In our business, this is a sad reality that I see almost every day….
We get a call from someone who’s siding is rotting off their house, or their old roof is leaking, and water is getting into the structure of the house and damaging the load-bearing wood. This person is meeting with several companies to get several quotes (which is the right thing to do), and depending on which companies they call, they get a variety of quotes in a variety of price ranges.
True story: not long ago I met with a couple who had serious problems with rotting siding that was literally crumbling off the walls. They got at least six quotes (most in the range of $18-20,000 to replace all of the exterior wood on the house), but as usual, two of the quotes were very low, in the range of $14-15,000. (My quote was about $18,100.) They looked on the Better Business Bureau web site and looked up the complaint reports of each company. Our company had ZERO complaints, and the company with the lowest bid (of $14,300) had THREE complaints, which meant that the BBB’s own guidelines ranked us both as having a “satisfactory” record.

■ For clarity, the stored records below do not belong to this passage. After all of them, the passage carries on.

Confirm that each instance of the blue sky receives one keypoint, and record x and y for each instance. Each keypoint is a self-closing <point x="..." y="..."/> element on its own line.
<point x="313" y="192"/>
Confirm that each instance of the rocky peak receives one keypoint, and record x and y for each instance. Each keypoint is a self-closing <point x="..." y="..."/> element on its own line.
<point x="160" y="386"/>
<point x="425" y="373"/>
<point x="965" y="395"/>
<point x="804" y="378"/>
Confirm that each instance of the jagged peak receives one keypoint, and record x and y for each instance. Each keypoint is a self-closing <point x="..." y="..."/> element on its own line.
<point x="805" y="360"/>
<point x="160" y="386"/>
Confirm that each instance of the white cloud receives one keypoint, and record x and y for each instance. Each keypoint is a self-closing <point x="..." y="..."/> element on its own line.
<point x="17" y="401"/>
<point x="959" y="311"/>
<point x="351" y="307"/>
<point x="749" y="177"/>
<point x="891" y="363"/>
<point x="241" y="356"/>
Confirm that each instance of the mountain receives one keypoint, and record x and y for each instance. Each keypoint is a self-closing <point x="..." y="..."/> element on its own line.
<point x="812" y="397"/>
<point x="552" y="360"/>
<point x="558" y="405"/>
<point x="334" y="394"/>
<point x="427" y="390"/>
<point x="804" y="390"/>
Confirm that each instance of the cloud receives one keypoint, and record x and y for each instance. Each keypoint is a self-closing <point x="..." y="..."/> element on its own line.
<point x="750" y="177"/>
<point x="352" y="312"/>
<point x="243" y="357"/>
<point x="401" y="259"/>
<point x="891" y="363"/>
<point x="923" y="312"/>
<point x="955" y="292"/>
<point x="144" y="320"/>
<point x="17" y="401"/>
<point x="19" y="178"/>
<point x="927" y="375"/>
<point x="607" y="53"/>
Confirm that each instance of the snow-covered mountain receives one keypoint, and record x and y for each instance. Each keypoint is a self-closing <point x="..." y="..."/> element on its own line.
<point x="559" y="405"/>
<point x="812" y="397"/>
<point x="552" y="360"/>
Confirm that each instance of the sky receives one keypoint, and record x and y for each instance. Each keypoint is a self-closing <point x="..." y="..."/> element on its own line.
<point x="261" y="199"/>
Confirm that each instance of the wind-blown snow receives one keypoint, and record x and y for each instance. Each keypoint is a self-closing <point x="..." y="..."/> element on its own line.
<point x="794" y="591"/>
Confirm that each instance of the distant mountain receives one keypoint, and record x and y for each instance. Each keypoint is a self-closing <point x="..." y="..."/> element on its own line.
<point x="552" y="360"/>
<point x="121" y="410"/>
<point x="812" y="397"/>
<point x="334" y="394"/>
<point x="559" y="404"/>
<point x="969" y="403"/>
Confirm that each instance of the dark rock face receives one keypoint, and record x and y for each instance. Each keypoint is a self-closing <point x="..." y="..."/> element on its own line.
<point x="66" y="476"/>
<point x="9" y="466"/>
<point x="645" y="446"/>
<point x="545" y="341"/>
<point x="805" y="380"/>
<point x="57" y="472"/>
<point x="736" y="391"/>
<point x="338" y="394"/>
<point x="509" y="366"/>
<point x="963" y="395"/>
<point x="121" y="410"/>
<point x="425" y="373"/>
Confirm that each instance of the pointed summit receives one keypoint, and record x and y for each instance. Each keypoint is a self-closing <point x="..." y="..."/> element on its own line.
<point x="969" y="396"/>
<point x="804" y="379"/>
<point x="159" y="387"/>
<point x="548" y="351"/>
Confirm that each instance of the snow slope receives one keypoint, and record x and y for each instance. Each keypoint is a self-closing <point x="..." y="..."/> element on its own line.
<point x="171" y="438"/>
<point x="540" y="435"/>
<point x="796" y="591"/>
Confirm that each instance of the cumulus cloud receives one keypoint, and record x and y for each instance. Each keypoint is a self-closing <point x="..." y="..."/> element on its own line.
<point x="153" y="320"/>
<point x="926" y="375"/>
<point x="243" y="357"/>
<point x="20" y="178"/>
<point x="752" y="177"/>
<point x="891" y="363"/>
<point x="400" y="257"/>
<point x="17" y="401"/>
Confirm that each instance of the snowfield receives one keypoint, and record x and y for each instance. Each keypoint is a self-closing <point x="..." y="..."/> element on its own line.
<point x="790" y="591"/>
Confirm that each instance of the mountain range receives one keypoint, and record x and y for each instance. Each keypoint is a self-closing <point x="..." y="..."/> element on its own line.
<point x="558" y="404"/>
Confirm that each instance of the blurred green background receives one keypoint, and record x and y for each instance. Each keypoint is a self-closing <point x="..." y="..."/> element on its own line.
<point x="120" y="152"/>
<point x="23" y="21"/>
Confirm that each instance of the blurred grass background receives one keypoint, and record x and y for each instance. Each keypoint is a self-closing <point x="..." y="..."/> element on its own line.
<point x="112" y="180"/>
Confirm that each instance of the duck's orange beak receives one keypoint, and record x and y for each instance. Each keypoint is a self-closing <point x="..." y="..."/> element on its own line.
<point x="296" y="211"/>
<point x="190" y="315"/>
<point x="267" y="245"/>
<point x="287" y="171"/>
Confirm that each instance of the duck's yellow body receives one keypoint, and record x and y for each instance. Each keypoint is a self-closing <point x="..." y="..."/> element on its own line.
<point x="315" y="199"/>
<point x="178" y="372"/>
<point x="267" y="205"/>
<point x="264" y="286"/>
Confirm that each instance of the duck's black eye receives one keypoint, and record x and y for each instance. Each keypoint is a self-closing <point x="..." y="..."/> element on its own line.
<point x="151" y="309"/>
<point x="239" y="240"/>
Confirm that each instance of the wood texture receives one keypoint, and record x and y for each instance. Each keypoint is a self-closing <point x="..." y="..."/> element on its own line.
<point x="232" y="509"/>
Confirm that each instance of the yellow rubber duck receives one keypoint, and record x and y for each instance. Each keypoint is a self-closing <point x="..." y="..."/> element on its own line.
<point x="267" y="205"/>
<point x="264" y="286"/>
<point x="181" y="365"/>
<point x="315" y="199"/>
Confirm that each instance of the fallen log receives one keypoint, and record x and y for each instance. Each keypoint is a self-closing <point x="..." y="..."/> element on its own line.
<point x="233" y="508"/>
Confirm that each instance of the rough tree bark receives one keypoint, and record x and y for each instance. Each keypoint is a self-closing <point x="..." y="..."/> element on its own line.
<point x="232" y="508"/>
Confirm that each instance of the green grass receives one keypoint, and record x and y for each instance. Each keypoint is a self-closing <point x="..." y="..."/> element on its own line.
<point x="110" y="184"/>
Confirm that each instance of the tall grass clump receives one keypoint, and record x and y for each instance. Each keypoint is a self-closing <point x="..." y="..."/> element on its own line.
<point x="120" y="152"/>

In their own enlightened reasoned way, they figured that if both company’s reports were “satisfactory”, then both companies had to be equal in quality. So, they signed a contract with the company that gave them the lowest bid, and congratulated themselves on “doing their homework” and getting such a bargain. Of course, I was shocked… and disappointed… and made a low-key and useless attempt to get them to reconsider.
What they DIDN’T know, and what they didn’t want to hear…

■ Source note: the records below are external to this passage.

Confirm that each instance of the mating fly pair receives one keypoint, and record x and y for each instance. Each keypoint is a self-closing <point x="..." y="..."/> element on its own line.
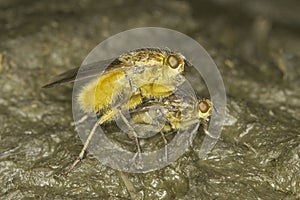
<point x="134" y="81"/>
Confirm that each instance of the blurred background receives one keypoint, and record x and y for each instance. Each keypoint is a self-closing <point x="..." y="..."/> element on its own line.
<point x="256" y="46"/>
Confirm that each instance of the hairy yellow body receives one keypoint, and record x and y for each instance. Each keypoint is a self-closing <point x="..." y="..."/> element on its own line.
<point x="137" y="75"/>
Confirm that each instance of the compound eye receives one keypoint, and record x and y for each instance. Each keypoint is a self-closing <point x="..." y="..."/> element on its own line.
<point x="203" y="106"/>
<point x="173" y="61"/>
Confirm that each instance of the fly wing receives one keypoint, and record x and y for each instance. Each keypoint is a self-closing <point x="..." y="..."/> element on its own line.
<point x="87" y="71"/>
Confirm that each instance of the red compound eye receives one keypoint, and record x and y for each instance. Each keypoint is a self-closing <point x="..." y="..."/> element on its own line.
<point x="173" y="61"/>
<point x="203" y="106"/>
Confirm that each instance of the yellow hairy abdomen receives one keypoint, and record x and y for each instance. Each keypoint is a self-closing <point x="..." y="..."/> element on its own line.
<point x="99" y="94"/>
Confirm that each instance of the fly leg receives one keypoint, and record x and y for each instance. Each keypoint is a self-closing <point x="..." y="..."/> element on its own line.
<point x="107" y="116"/>
<point x="166" y="148"/>
<point x="208" y="133"/>
<point x="138" y="155"/>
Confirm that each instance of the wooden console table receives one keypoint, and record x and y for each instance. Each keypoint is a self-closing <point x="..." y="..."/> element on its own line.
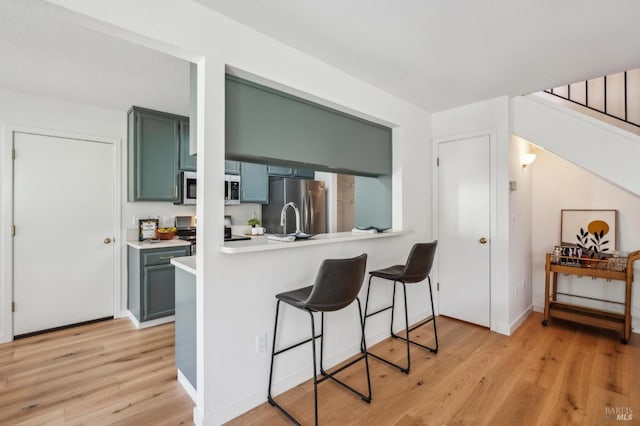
<point x="585" y="315"/>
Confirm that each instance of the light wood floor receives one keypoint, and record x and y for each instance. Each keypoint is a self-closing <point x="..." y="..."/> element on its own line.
<point x="102" y="373"/>
<point x="562" y="374"/>
<point x="109" y="372"/>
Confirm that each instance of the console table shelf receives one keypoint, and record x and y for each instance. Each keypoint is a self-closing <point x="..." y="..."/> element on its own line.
<point x="590" y="316"/>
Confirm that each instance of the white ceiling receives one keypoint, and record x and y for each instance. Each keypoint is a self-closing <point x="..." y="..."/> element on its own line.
<point x="435" y="54"/>
<point x="440" y="54"/>
<point x="41" y="53"/>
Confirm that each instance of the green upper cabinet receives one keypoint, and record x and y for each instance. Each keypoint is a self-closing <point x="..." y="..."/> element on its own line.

… was that this company was able to give them such a low price because they were cheating and probably breaking the law in several ways. In this particular case, that company was getting the majority of their Hardie and building materials from resellers who were selling material that had been left over or stolen from other job sites. Additionally, the crews that were installing the materials on their house were mostly unskilled day laborers who had no training or understanding of the Hardi-Plank installation instructions and were just trying to install it fast and get out of there with the money.
This is why that “Lost in Space” reference keeps popping into my mind. I wanted to warn them, loudly and clearly, of the extreme risks they were taking as a result of this decision. I wanted to tell them bluntly and directly that this company was going to royally screw them over… but I didn’t, because there is a fine line there where it would have been very easy for me to cross over into very unprofessional behavior. So, realizing that I had already given them all of the information I could, I decided that all I could do was let them go, and find some satisfaction in the fact that they would regret that decision in the very near future.